World Central Kitchen founder José Andrés said called for a “deeper” outside investigation of the airstrike that killed seven aid workers for his organization this week, and reiterated his claim that his colleagues were “deliberately attacked” and “targeted.”
In an exclusive interview that aired Sunday on ABC’s This Week with George Stephanopoulos, Andrés said he was not satisfied with the Israel Defense Forces’ initial report, released Friday, that called the incident “a grave mistake.” He demanded more evidence for the IDF’s claim that they could not see the aid organization’s logo on the roof of their vehicles.
“Well, I want to thank, obviously, the IDF for doing such a quick investigation. But at the same time, I will say something so complicated, the investigation should be much more deeper. And I would say that the perpetrator cannot be investigating himself,” Andrés told co-anchor Martha Raddatz. “I would say we need more information. We need to see better quality videos.”
“I’m very sure that probably, those logos were visible,” he added. “There were white cars. That logo is very colorful. Even in a dark night, I guarantee you that those drones, could be seen.”
"This doesn't seem a war against terror. This doesn't seem anymore a war about defending Israel. This really, at this point, seems it's a war against humanity itself," José Andrés tells @MarthaRaddatz after seven World Central Kitchen workers were killed. https://t.co/mAriVa9Xz5 pic.twitter.com/64dUJ1j5ff
— This Week (@ThisWeekABC) April 7, 2024
The interview comes days after the aid workers—who hailed from Australia, Poland, the United Kingdom, and Palestine, and included one dual citizen of the United States and Canada—were killed after Israel fired three missiles at their convoy. Haaretz reported that Israeli forces fired at three separate vehicles as the aid workers moved between them, trying to escape. Following the strikes, the organization announced it was pausing its relief work in the region, despite recent warnings from the UN that famine is “imminent” in Gaza.
The IDF didn’t immediately respond to a request for comment on Andrés’ remarks. But in the IDF’s statement sharing its findings on Friday, the army conceded that “WCK coordinated everything correctly with the IDF in advance,” while claiming the strikes were the result of what it called “operational misidentification and misclassification” from personnel who believed the vehicles belonged to Hamas. Andrés rejected that explanation on ABC: “Every time something happens, we cannot just be bringing Hamas into the question,” he said. Later, Andrés added: “This doesn’t seem a war against terror. This doesn’t seem anymore a war about defending Israel. This really, at this point, seems it’s a war against humanity itself.”
Sunday also marks the six-month anniversary of the war, which began when Hamas launched an attack on Israelis on October 7, killing 1,200 people and kidnapping about 250 others. Israel responded with an assault on Gaza, which has since resulted in the death of more than 33,000 Palestinians, most of them women and children, according to the Associated Press, which cites Palestinian health officials.

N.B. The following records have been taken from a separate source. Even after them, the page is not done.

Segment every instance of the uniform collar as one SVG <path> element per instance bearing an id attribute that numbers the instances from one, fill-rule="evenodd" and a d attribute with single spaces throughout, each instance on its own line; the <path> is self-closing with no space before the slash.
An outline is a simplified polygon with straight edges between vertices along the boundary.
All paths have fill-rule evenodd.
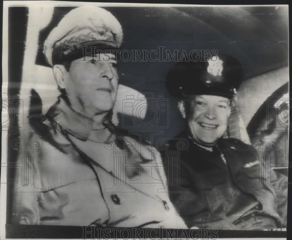
<path id="1" fill-rule="evenodd" d="M 88 139 L 92 129 L 93 119 L 73 110 L 62 95 L 46 116 L 77 138 L 84 140 Z"/>

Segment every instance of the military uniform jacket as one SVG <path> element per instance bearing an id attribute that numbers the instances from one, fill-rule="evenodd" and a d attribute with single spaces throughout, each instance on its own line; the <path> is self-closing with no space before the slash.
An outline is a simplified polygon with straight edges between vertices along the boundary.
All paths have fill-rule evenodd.
<path id="1" fill-rule="evenodd" d="M 166 177 L 157 166 L 160 155 L 149 143 L 107 128 L 101 130 L 110 133 L 106 139 L 88 140 L 92 120 L 62 97 L 45 117 L 36 117 L 30 119 L 30 141 L 24 146 L 41 140 L 26 169 L 33 184 L 25 182 L 13 193 L 13 223 L 186 227 L 167 193 L 159 190 Z M 17 172 L 19 182 L 25 174 Z"/>
<path id="2" fill-rule="evenodd" d="M 170 141 L 167 151 L 161 153 L 168 165 L 171 200 L 188 227 L 261 230 L 281 227 L 283 220 L 277 212 L 274 193 L 262 182 L 259 186 L 263 179 L 257 152 L 231 138 L 219 139 L 218 145 L 208 150 L 190 136 L 184 132 Z M 182 140 L 184 148 L 179 151 Z M 171 160 L 173 153 L 179 155 L 178 162 Z"/>

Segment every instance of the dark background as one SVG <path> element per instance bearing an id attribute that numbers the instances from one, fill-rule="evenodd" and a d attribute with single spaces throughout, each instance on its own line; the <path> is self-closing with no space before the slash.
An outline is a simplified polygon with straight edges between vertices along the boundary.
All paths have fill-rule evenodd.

As the war has raged on, Biden has faced growing pressure both within the administration and from voters to stop supporting Israel by vetoing ceasefire resolutions at the UN or by sending them bombs and funds. Following Israel’s killings of the World Central Kitchen aid workers, National Security Council spokesperson John Kirby said the Biden administration wanted to see Israel provide a “dramatic increase” in humanitarian aid to Gaza in the coming “hours and days,” but declined to specify how the administration would respond if Israel failed to do so. According to the White House, Biden also relayed those expectations to Israeli Prime Minister Benjamin Netanyahu in a phone call on Thursday in which he also called for an “immediate ceasefire.”

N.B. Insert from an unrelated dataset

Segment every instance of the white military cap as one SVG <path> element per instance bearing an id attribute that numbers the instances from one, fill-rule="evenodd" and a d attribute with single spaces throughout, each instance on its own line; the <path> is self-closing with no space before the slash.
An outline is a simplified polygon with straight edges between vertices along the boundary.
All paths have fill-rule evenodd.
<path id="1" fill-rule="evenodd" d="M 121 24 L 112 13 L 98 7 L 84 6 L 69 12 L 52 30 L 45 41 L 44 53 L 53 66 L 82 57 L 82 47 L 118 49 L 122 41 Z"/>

Kirby also appeared on This Week on Sunday, where he declined to say whether the administration felt Israeli’s investigation of the airstrike was adequate, saying it hadn’t yet “come to any conclusions one way or another.” Kirby also told Raddatz he didn’t know if Andrés was right to question the IDF’s ability to see the logos on top of the vehicles.

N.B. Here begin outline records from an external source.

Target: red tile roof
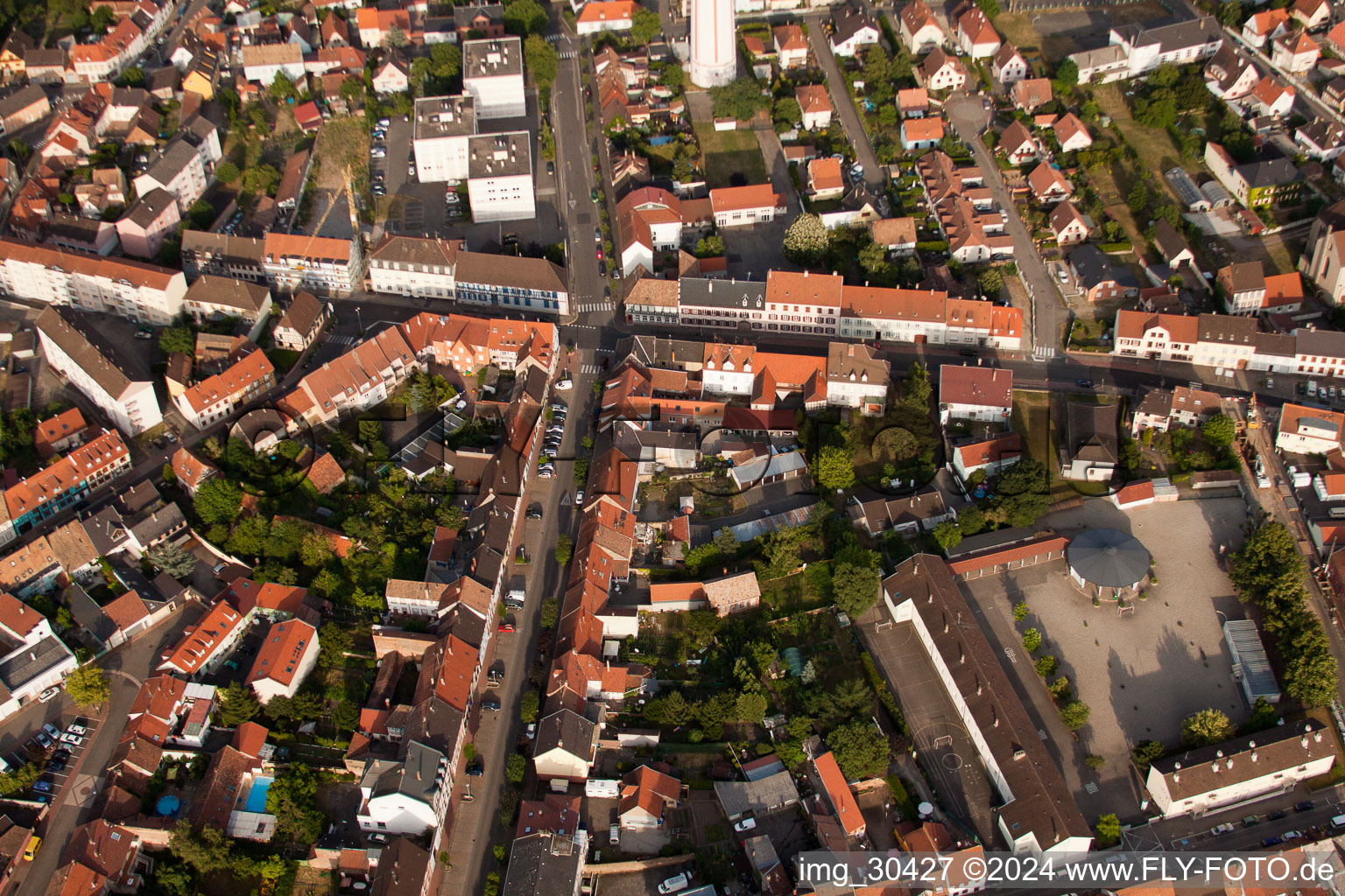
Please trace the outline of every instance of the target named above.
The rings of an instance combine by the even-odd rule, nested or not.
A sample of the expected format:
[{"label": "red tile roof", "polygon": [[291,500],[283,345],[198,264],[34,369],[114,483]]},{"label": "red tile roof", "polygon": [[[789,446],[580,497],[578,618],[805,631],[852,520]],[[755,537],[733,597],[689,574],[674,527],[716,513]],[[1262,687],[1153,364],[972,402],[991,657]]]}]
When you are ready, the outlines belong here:
[{"label": "red tile roof", "polygon": [[247,672],[247,681],[270,680],[288,688],[295,682],[304,658],[316,649],[317,629],[300,619],[277,622],[257,650],[253,668]]},{"label": "red tile roof", "polygon": [[859,814],[859,803],[850,793],[850,786],[846,785],[835,756],[827,751],[815,758],[812,764],[818,770],[818,778],[822,779],[822,787],[827,791],[827,798],[831,801],[831,807],[835,810],[837,818],[841,819],[845,833],[850,837],[858,837],[865,829],[863,815]]}]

Andrés, in his ABC interview, criticized the administration’s hesitance to impose conditions on Israel: “You can be a friend of Israel, and at the same time, you can be telling your partner in the Middle East, you cannot be conducting war in such a way. You cannot be destroying every building, every hospital, every school, every university,” he said.
“I think ‘there will be consequences’ is part of the problem—[there] should be already consequences,” Andrés added.